I have participated in the conception and design of this work and in the writing of the manuscript and take public responsibility for it. Neither this manuscript nor one with substantially similar content under my authorship has been published, has been submitted for publication elsewhere, or will be submitted for publication elsewhere while under consideration by The Heart Surgery Forum, except as described in an attachment. I have reviewed this manuscript (original version) and approve its submission. If I am listed above as corresponding author, I will provide all authors with information regarding this manuscript and will obtain their approval before submitting any revision. I attest to the validity, accuracy, and legitimacy of the content of the manuscript and understand that Publisher assumes no responsibility for the validity, accuracy, and legitimacy of its content.

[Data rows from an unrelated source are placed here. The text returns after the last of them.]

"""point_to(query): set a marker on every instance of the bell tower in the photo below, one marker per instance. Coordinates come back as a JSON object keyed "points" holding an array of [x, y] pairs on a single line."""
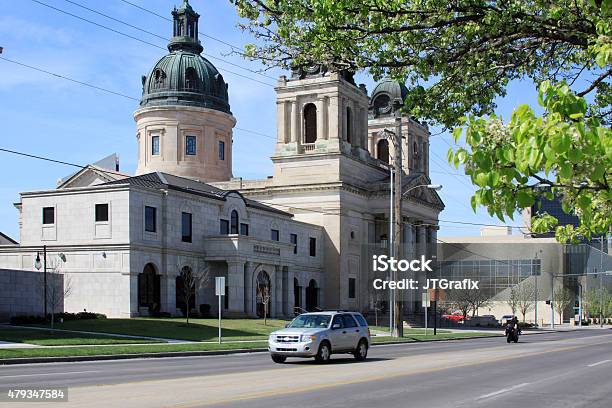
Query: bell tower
{"points": [[321, 115]]}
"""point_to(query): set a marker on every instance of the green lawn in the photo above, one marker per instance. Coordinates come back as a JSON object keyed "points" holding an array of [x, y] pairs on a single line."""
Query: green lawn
{"points": [[114, 350], [176, 328], [53, 338]]}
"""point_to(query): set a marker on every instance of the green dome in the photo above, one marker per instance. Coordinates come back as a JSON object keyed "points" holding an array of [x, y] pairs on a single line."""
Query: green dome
{"points": [[385, 93], [184, 77]]}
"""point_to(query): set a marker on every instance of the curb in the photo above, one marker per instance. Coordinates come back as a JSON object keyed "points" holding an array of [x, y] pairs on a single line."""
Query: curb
{"points": [[71, 359]]}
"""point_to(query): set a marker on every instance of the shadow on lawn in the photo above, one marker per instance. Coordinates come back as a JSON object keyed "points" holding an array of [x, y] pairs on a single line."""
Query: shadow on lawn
{"points": [[198, 330]]}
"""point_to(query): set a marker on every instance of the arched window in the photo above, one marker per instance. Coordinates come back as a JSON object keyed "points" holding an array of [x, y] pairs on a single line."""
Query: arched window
{"points": [[191, 79], [149, 288], [263, 294], [312, 296], [349, 125], [310, 123], [234, 223], [382, 150], [159, 78]]}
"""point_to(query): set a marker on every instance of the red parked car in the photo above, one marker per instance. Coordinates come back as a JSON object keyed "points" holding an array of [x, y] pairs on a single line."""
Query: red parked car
{"points": [[455, 317]]}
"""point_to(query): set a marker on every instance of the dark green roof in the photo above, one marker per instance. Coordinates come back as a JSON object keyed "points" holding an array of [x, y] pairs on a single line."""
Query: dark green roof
{"points": [[184, 77]]}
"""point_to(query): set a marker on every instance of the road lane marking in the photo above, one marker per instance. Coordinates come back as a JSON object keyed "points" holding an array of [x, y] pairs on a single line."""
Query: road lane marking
{"points": [[40, 374], [598, 363], [493, 394]]}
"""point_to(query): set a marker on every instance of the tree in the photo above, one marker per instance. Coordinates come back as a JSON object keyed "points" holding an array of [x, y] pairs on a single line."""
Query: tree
{"points": [[191, 282], [561, 300], [526, 296], [457, 57], [59, 287], [459, 300]]}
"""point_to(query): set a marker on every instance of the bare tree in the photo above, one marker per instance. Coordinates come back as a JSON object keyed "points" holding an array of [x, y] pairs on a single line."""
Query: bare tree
{"points": [[459, 300], [192, 281], [561, 300], [264, 295], [59, 287], [526, 296]]}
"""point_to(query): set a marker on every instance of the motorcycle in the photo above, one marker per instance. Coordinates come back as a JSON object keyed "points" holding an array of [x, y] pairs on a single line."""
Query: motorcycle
{"points": [[512, 333]]}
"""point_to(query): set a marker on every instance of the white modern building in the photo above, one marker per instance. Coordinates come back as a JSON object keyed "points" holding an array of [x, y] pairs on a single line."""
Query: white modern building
{"points": [[305, 235]]}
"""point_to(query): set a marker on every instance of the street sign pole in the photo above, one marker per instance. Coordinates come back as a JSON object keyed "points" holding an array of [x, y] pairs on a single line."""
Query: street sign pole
{"points": [[220, 291]]}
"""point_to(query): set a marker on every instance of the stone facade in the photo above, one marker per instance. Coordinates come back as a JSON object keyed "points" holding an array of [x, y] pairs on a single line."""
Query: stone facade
{"points": [[105, 259]]}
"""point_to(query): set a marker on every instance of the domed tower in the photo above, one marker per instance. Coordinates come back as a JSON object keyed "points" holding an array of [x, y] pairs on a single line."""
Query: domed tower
{"points": [[184, 121], [389, 96]]}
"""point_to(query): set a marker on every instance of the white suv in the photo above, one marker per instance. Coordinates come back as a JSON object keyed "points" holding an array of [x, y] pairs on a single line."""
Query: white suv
{"points": [[319, 335]]}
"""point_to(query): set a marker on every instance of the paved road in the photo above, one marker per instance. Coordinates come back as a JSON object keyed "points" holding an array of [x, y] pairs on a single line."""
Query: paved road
{"points": [[572, 369]]}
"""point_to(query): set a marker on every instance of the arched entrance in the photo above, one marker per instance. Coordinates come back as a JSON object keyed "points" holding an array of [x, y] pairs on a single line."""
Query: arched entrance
{"points": [[263, 294], [312, 296], [149, 288]]}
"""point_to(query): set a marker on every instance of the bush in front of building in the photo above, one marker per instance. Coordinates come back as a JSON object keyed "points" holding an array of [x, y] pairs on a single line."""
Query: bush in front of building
{"points": [[63, 316], [205, 310]]}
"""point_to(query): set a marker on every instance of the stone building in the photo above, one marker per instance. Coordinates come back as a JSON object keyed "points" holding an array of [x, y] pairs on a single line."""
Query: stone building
{"points": [[306, 234]]}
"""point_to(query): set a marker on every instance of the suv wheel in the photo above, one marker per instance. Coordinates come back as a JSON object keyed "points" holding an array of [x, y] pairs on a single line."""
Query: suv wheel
{"points": [[278, 359], [324, 353], [361, 352]]}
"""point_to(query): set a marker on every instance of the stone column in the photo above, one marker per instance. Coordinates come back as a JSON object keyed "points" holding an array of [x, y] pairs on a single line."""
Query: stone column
{"points": [[278, 308], [320, 119], [290, 295], [334, 123], [281, 116], [295, 122], [168, 294], [235, 284], [249, 291]]}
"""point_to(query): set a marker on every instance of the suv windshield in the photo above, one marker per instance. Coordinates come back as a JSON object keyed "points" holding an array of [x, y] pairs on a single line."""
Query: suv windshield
{"points": [[310, 321]]}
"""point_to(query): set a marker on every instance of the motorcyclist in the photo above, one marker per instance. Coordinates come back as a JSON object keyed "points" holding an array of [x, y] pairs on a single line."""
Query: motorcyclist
{"points": [[513, 324]]}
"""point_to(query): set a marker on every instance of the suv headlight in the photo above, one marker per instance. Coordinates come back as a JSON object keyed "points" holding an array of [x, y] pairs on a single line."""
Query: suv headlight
{"points": [[308, 337]]}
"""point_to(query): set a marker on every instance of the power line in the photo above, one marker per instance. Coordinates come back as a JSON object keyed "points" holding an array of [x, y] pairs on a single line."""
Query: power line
{"points": [[99, 88], [66, 163], [199, 32], [147, 42], [165, 38], [68, 78]]}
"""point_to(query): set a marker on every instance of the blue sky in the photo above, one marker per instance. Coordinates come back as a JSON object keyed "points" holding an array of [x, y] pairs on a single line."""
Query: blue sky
{"points": [[48, 116]]}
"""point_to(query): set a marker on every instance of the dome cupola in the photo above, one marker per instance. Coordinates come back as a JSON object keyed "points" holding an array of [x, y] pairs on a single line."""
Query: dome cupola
{"points": [[184, 77], [384, 95]]}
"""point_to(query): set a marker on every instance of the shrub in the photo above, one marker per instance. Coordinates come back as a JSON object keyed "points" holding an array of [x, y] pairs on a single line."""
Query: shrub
{"points": [[205, 310], [28, 319]]}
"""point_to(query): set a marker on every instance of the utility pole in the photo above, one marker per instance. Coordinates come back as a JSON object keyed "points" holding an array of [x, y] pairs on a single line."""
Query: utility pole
{"points": [[397, 166]]}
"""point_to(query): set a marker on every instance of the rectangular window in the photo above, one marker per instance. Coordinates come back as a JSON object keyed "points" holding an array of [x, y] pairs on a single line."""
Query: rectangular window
{"points": [[49, 215], [155, 145], [313, 246], [351, 288], [221, 150], [186, 227], [244, 229], [101, 212], [224, 227], [190, 145], [294, 242], [150, 219]]}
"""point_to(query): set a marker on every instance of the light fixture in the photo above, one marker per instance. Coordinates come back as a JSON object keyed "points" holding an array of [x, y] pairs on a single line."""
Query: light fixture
{"points": [[37, 263]]}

I warrant that this manuscript is original with me and that I have full power to make this Agreement. I warrant that it contains no matter that is libelous or otherwise unlawful or that invades individual privacy or infringes any copyright or other proprietary right. I agree to indemnify and hold Publisher harmless of and from any claim made against Publisher that relates to or arises out of the publication of the manuscript and agree that this indemnification shall include payment of all costs and expenses relating to the defense of any such claim, including all reasonable attorney’s fees.

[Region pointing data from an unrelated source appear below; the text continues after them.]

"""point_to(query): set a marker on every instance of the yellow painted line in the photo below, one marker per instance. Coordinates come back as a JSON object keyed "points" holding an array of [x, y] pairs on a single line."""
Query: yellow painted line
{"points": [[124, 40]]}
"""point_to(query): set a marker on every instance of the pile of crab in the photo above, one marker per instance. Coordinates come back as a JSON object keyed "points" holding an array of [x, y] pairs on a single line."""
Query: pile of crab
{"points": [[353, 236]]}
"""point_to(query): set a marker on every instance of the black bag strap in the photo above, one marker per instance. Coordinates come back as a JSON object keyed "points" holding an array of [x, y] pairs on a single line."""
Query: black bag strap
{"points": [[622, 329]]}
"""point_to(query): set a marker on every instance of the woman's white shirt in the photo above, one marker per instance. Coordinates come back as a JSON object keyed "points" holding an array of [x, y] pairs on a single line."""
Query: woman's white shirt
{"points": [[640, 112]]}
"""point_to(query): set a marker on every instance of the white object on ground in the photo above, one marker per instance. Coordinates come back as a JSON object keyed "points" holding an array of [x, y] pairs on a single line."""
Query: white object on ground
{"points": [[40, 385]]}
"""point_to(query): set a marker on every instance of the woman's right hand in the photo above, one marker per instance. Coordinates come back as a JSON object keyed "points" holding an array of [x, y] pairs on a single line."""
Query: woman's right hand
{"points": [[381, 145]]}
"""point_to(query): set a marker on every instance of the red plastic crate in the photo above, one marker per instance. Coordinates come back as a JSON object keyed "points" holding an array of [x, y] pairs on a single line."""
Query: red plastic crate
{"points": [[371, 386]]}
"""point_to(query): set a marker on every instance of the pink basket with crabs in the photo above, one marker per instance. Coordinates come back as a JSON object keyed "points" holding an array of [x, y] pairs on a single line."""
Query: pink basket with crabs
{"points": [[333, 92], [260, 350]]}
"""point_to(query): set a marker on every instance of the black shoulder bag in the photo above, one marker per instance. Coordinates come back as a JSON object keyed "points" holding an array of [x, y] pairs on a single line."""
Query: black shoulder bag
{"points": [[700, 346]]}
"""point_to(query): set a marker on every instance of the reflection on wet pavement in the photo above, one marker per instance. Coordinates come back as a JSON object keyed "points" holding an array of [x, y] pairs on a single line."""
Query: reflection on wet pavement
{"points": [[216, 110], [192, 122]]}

I warrant that I have no financial interest in the drugs, devices, or procedures described in the manuscript (except as disclosed in the attached statement).
I state that the institutional Human Subjects Committee and/or the Ethics Committee approved the clinical protocol reported in this manuscript for the use of experimental techniques, drugs, or devices in human subjects and appropriate informed consent documents were utilized.
Furthermore, I state that any and all animals used for experimental purposes received humane care in USDA registered facilities in compliance with the “Principles of Laboratory Animal Care” formulated by the National Society for Medical Research and the “Guide for the Care and Use of Laboratory Animals” prepared by the Institute of Laboratory Animal Resources and published by the National Institutes of Health (NIH Publication No. 85-23, revised 1985).